I've taken a backup of all the databases of a database server and restored that backup onto two different hosts, one running MySQL 5.1 and one running MySQL 5.6. I want to find failing queries that work on MySQL 5.1 but don't work on MySQL 5.6.
For initial testing, I just want to find SELECT statements that return different results or fail.

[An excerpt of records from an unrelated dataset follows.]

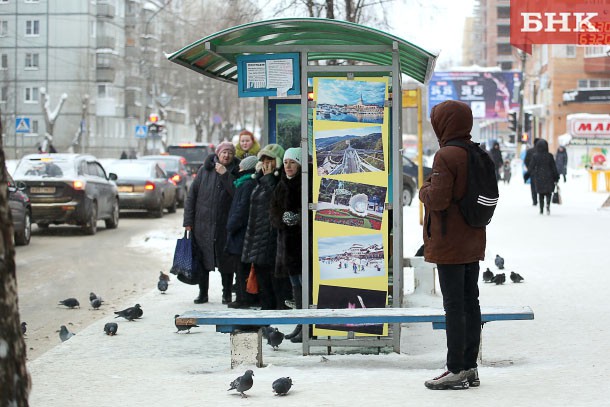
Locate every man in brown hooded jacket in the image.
[419,100,486,390]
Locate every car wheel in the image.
[15,210,32,246]
[167,196,178,213]
[104,199,119,229]
[150,197,165,218]
[83,201,97,235]
[402,187,413,206]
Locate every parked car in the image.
[140,155,193,208]
[7,174,32,246]
[167,143,214,175]
[14,154,119,235]
[106,159,178,218]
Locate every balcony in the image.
[96,35,116,49]
[97,3,116,18]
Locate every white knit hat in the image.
[284,147,301,165]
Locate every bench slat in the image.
[177,306,534,332]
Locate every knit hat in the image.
[239,155,258,171]
[258,144,284,168]
[214,141,235,155]
[284,147,301,165]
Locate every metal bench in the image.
[176,306,534,367]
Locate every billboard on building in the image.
[428,71,521,120]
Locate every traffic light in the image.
[508,112,517,131]
[523,113,532,133]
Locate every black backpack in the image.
[445,140,500,228]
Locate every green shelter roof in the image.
[167,18,437,83]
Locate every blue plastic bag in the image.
[170,231,199,285]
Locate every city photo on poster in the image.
[315,285,387,335]
[315,178,387,230]
[316,78,386,124]
[318,234,385,280]
[314,126,385,176]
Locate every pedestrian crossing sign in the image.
[15,117,31,134]
[136,124,148,138]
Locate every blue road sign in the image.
[15,117,31,134]
[136,124,148,138]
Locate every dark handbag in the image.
[170,230,199,285]
[551,185,561,205]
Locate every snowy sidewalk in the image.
[28,176,610,407]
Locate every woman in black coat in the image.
[528,140,559,215]
[182,141,239,304]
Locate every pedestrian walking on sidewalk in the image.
[419,100,486,390]
[183,141,239,304]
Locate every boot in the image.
[193,272,210,304]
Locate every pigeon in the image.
[271,377,292,396]
[59,325,74,342]
[495,254,504,270]
[510,271,523,283]
[59,298,80,308]
[491,273,506,285]
[157,279,167,294]
[174,314,199,334]
[267,328,284,350]
[104,322,119,336]
[227,370,254,397]
[114,304,144,321]
[91,297,102,309]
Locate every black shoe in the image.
[193,295,208,304]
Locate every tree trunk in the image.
[0,107,30,407]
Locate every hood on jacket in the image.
[534,139,549,153]
[430,100,473,147]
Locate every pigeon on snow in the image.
[59,325,74,342]
[491,273,506,285]
[174,314,199,334]
[510,271,523,283]
[483,267,494,283]
[267,328,284,350]
[271,377,292,396]
[114,304,144,321]
[104,322,119,336]
[157,279,167,294]
[495,254,504,270]
[227,370,254,397]
[59,297,80,308]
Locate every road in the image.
[15,210,182,360]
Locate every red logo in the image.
[510,0,610,54]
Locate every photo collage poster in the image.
[312,77,390,336]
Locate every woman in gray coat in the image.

I've read over the documentation and this is how I'm executing the tool:
pt-upgrade h=SERVER1 -uUSERNAME -pPASSWORD h=SERVER2 uUSERNAME -pPASSWORD --type='genlog' --max-class-size=2 --max-examples=2 --run-time=10m 'general_log_mysqld.log' 1>report.txt 2>err.txt &
I've chosen to use the general log in this example instead of the slow query log but I've tested with both. The slow query log is more bloated with useless info while the general log has more bang for your buck in terms of size. The big problem I have with this tool is that I have hundreds databases on my server. Inside the general log are lots of "use <database>" statements before each query. However, when I run the tool it complains about not being able to run the query because the tables are missing:
On both hosts:
DBD::mysql::st execute failed: No database selected [for Statement "....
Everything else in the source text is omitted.